Wykonywanie codziennych zajęć stało się źródłem zainteresowania nie tylko dla mnie, ale także dla nieznajomych. Bo kiedy siedzisz za kierownicą Slingshot, każdy chce wiedzieć, czym do diabła jeździsz. Jeźdźcy Harleyów, właściciele Porsche, dzieciaki w autobusach szkolnych i kobiety w średnim wieku - wszyscy mają pytania. Nie da się zatankować na stacji benzynowej bez wyjaśnienia facetowi przy następnej stacji benzynowej, czym jest Slingshot. Nawet szybki bieg do sklepu oznaczał, że wróciłem na parking i zastałem kogoś kręcącego się w zaciekawionych kręgach wokół R. Straciłem rachubę, ilu ludzi ciągnęło obok mnie na światłach i trąbiło klaksonem tylko po to, by podnieść kciuki do góry.

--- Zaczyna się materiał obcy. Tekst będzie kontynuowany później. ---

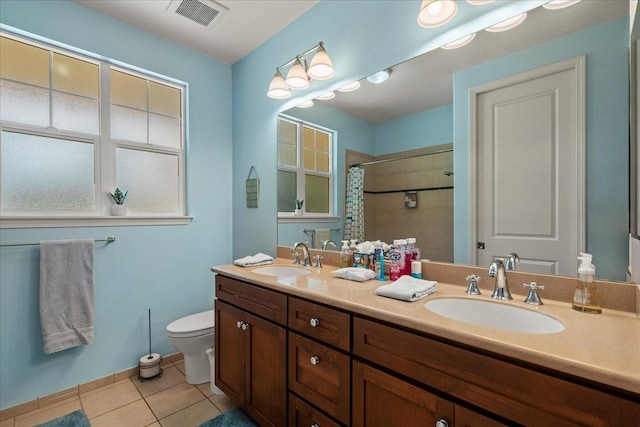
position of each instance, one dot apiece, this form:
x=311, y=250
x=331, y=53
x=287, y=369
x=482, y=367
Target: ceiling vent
x=206, y=13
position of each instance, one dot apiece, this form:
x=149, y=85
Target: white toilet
x=193, y=335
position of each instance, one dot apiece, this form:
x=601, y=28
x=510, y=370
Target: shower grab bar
x=109, y=239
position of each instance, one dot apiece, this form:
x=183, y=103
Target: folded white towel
x=253, y=260
x=407, y=288
x=355, y=273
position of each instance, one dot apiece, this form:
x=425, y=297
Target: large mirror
x=411, y=134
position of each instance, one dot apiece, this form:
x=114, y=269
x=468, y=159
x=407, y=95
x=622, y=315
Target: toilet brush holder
x=150, y=366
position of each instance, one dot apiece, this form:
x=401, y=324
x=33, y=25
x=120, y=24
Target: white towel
x=253, y=260
x=67, y=296
x=407, y=288
x=320, y=235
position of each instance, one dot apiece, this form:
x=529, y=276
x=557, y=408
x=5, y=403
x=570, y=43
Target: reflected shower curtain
x=354, y=209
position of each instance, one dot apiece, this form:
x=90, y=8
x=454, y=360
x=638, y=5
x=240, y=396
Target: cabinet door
x=230, y=343
x=266, y=374
x=381, y=400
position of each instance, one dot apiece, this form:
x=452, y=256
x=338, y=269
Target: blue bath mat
x=74, y=419
x=232, y=418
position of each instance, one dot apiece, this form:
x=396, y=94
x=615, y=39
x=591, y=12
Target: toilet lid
x=194, y=323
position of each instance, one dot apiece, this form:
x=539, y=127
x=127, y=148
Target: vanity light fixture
x=302, y=73
x=434, y=13
x=380, y=76
x=326, y=96
x=507, y=24
x=559, y=4
x=350, y=87
x=306, y=104
x=460, y=42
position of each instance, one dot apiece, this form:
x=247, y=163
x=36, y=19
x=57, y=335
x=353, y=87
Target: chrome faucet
x=305, y=251
x=498, y=269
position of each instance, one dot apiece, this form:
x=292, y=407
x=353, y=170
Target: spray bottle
x=586, y=297
x=345, y=255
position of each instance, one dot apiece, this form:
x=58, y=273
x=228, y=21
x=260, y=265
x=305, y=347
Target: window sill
x=291, y=218
x=91, y=221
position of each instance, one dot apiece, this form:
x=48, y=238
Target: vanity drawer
x=322, y=323
x=262, y=302
x=301, y=414
x=321, y=375
x=516, y=391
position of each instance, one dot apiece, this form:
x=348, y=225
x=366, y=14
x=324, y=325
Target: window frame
x=301, y=171
x=104, y=150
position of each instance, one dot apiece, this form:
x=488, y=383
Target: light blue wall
x=607, y=137
x=361, y=38
x=165, y=268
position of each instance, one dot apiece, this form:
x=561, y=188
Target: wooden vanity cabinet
x=251, y=350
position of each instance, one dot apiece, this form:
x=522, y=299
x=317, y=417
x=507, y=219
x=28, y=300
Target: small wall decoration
x=411, y=199
x=253, y=188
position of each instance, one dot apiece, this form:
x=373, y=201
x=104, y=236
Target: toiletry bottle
x=586, y=297
x=345, y=255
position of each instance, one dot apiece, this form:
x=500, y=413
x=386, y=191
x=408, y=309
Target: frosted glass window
x=165, y=131
x=24, y=104
x=75, y=76
x=42, y=173
x=157, y=189
x=129, y=124
x=165, y=100
x=128, y=90
x=287, y=185
x=317, y=194
x=75, y=113
x=23, y=62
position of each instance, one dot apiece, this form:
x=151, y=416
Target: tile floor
x=167, y=401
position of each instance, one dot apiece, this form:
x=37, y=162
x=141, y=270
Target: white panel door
x=529, y=166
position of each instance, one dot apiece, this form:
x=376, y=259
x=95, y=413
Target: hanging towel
x=354, y=209
x=407, y=288
x=67, y=296
x=253, y=260
x=319, y=236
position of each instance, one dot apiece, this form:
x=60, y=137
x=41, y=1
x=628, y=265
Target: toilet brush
x=149, y=366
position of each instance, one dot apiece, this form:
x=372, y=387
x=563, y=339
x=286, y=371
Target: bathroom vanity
x=313, y=350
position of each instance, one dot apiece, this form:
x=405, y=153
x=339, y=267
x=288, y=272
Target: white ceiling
x=246, y=25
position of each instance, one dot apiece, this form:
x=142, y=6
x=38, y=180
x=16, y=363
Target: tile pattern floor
x=167, y=401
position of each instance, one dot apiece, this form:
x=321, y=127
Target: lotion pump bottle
x=586, y=297
x=345, y=255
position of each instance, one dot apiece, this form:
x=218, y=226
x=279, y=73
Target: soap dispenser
x=345, y=255
x=586, y=297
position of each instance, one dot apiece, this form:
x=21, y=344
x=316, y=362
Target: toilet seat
x=194, y=325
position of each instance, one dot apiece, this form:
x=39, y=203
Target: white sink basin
x=281, y=271
x=495, y=315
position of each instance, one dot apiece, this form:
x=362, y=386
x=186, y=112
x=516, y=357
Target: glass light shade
x=460, y=42
x=350, y=87
x=379, y=77
x=434, y=13
x=297, y=76
x=306, y=104
x=507, y=24
x=479, y=2
x=326, y=96
x=321, y=67
x=278, y=88
x=559, y=4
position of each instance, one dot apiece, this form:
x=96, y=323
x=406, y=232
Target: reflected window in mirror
x=305, y=168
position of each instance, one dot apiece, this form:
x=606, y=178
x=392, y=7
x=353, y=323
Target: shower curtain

Inni wykrzykiwali pytania, które były niesłyszane przez warkot silnika i cal piankowej wyściółki wokół wnętrza mojego kasku motocyklowego. Niejednokrotnie podnosiłem wizjer i szeptałem „Jestem Batmanem” tylko do siebie, ponieważ nikt z nich mnie nie słyszał.

Powrót do rzeczywistości

Załadowanie procy R na ciężarówkę transportową było smutnym powrotem do rzeczywistości. Trudno wyobrazić sobie pojazd lepiej zaprojektowany do czystej, nieskomplikowanej zabawy. Jest odważny, surowy, nieskrępowany i po prostu odrobinę bardziej zabawny niż koła Power Wheels mojego sąsiada. I to jest to, czego wszyscy teraz potrzebujemy: mały eskapizm w stylu Power Wheels.